第10話

海外の探索者組が大きな穴に飛び込んだのを見届けて、俺たち日本の探索者組––––『不吉』、『円環』、『天翔』、『紫電』の四人––––は認識阻害のかかっていた扉の前へと移動する。


「……開かねえな」

「私に任せたまえ」


『円環』はそういうと、扉に手を当てる。

一瞬の後、ガチャリという音がして扉が開いた。


「すげえな。中は……」

「……どうやらここにも穴があるようだな」


扉の奥には、小さな小部屋がある。ただし、床がなく、代わりに下へと続く穴がぽっかりと開いている。


「待っていても仕方がない。飛び込もう」

「では俺が先行する。ついてこい」


そういうと『不吉』はひらりと身を踊らせる。『円環』もその後に続いた。


「俺たちも行くか」

「……ん」


俺と澄火は同時に穴へと飛び降りる。ステータス能力によって感覚が強化されているため、この程度の闇ならば見通すことができる。


『不吉』は重力の能力を持っているためか、明らかに物理法則から外れた異常なスピードで落下していく。

時々バキバキと何かを破砕するような音が聞こえるのは、罠を壊しているからだと思われる。


俺は“天輪”によるバリアを展開して、ステータス画面を開いてみる。


どうやらここはダンジョンの内部という判定らしく、無事に開くことができた。


若槻 翔

レベル301

HP 13271/13271

MP 27193/27193


SP 0

筋力 15261

魔力 16182

敏捷 15178

耐久 16182

器用 15181


ステータスは大きく上昇している。

『炎刀』からユニークスキルを奪取した影響でステータスが下がっていたはずなので、魔境の戦闘でかなり吸収したということか。
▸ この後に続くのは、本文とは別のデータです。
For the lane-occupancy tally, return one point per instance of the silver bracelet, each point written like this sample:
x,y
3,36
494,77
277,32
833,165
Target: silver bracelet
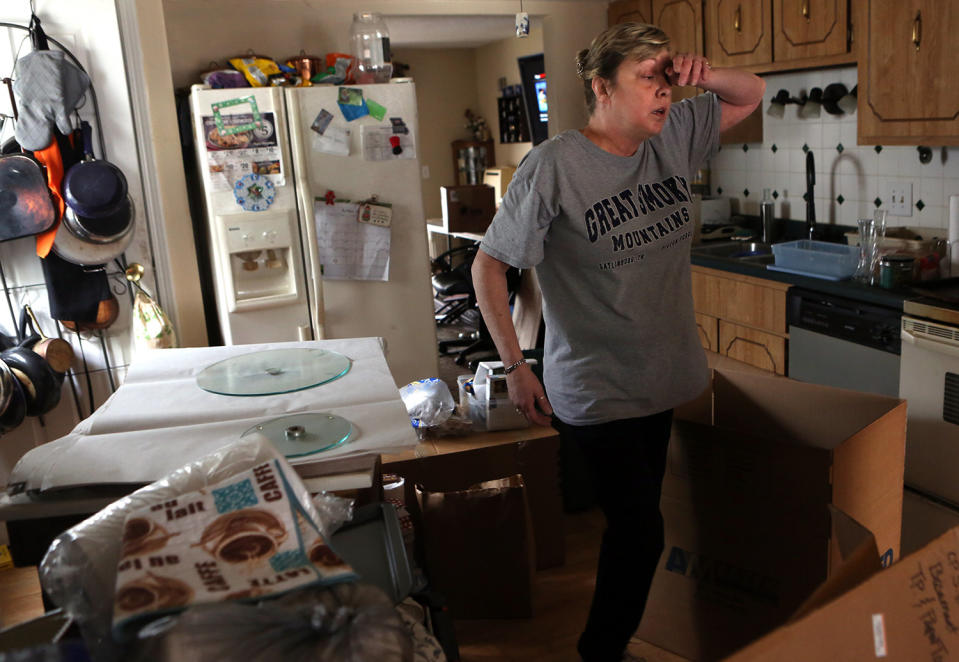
x,y
513,366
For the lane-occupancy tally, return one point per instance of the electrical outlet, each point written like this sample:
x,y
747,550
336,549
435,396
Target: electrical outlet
x,y
899,199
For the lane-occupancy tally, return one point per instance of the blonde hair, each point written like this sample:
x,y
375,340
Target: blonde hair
x,y
626,41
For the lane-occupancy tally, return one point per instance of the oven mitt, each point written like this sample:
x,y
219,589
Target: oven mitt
x,y
48,89
51,158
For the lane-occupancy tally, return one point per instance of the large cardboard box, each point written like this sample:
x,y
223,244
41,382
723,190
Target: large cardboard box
x,y
906,612
754,466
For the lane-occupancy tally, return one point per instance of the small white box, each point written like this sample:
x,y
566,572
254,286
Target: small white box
x,y
489,406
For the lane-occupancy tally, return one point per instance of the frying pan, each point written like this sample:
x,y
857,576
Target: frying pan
x,y
41,386
94,188
107,312
15,408
57,352
90,241
27,206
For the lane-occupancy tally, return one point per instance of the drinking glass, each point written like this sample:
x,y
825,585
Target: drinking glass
x,y
879,233
867,246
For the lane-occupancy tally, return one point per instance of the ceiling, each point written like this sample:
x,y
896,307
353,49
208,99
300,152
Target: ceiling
x,y
451,31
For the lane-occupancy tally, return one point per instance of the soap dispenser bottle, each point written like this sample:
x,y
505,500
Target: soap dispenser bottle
x,y
767,216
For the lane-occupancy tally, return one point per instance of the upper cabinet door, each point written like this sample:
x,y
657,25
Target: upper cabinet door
x,y
810,28
629,11
682,21
906,93
739,32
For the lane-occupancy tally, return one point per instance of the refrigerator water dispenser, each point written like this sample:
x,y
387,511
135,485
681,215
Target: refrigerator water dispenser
x,y
260,266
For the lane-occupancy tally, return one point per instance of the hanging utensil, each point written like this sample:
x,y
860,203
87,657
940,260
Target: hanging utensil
x,y
14,409
152,328
58,353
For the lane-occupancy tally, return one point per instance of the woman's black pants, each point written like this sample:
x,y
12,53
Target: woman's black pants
x,y
626,461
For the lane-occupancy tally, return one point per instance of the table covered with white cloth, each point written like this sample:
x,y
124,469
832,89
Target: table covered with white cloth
x,y
160,419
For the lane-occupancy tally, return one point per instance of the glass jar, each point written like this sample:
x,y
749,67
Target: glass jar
x,y
895,271
371,48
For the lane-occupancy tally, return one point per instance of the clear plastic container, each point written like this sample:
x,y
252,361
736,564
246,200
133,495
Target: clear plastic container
x,y
371,48
767,216
817,257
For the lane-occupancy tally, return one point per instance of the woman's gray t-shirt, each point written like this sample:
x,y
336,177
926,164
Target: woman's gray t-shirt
x,y
610,237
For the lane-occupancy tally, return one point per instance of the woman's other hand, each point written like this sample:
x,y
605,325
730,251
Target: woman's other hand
x,y
688,69
527,395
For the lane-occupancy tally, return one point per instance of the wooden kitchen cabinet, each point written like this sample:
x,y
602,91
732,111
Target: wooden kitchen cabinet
x,y
757,348
766,36
749,314
738,33
809,29
708,327
905,71
682,20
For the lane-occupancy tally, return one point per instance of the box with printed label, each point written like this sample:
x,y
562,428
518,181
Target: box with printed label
x,y
754,467
902,613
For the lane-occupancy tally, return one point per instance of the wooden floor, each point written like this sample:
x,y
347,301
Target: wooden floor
x,y
561,600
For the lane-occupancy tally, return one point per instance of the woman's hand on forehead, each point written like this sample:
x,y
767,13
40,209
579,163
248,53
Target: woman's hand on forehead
x,y
687,69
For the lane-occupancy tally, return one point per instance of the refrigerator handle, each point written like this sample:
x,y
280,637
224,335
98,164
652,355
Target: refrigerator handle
x,y
304,202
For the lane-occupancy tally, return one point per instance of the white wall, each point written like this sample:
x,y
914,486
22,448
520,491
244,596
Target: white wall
x,y
445,88
89,29
859,174
495,60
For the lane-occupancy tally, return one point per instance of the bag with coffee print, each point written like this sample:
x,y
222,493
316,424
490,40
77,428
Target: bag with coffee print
x,y
246,537
79,572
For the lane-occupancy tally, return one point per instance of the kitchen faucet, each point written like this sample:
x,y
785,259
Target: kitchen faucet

俺はステータス画面をフリックして、スキル一覧に切り替える。


権能

色欲

ユニークスキル

能力奪取II

炎刀・氷刀Ⅶ

スキル

スキル容量無限化


俺は順にタップして詳細を開いていく。


能力奪取II

敵を倒した場合、または敵を倒すのに貢献した場合、敵の強さ等に応じてステータスの一部を恒久的に奪い取る。

ただし、スキルポイントは全てステータスに変換され、またスキルの習得が不可能になる

追加能力・スキル奪取

自身のステータスと引き換えに、対象のスキルを奪い取る。対価となるステータスの量は、スキルの強さに比例する。発動には、強い感情が必要。



俺のユニークスキル『能力奪取』のレベルが上がり、新たな能力が追加された。

強い感情が必要……つまり、憎しみや哀しみ、そういった感情が必要になるということだ。



炎刀・氷刀Ⅵ

炎の力を持つ刀と、氷の刀を持つ刀を生成する。

追加能力・飛斬

斬撃を飛ばすことが可能となる。

追加能力・氷炎

氷の力と炎の力を操ることができる。

追加能力・飛翔

空を自由に飛ぶことができる。

追加能力・絶界

炎の斬撃と氷の斬撃を自由自在に生み出す。

追加能力・融合

炎刀と氷刀を融合し、新たな刀を生み出す。


『能力奪取』によって奪ったスキルはレベルも引き継がれるようで、『氷刀・炎刀』のスキルレベルは何と6だ。

おそらく、使い込めば使い込むほどスキルレベルが上がっていくタイプなのだろう。



スキル容量無限化

所有者のスキルの容量が無限となる。



簡潔な一文だ。


スキルを奪った時、猛烈な苦しみに襲われたが……それはおそらく、1人が持てるスキルには上限があり、その上限を超えてしまうと死ぬのだろう。


それを解決してくれたのが、このスキルというわけだ。


ひょっとしたら、このスキル容量の上限によって、探索者能力を持つか、あるいは持たないかが決まるのかもしれない。


俺はステータス画面を閉じて、下の方を見る。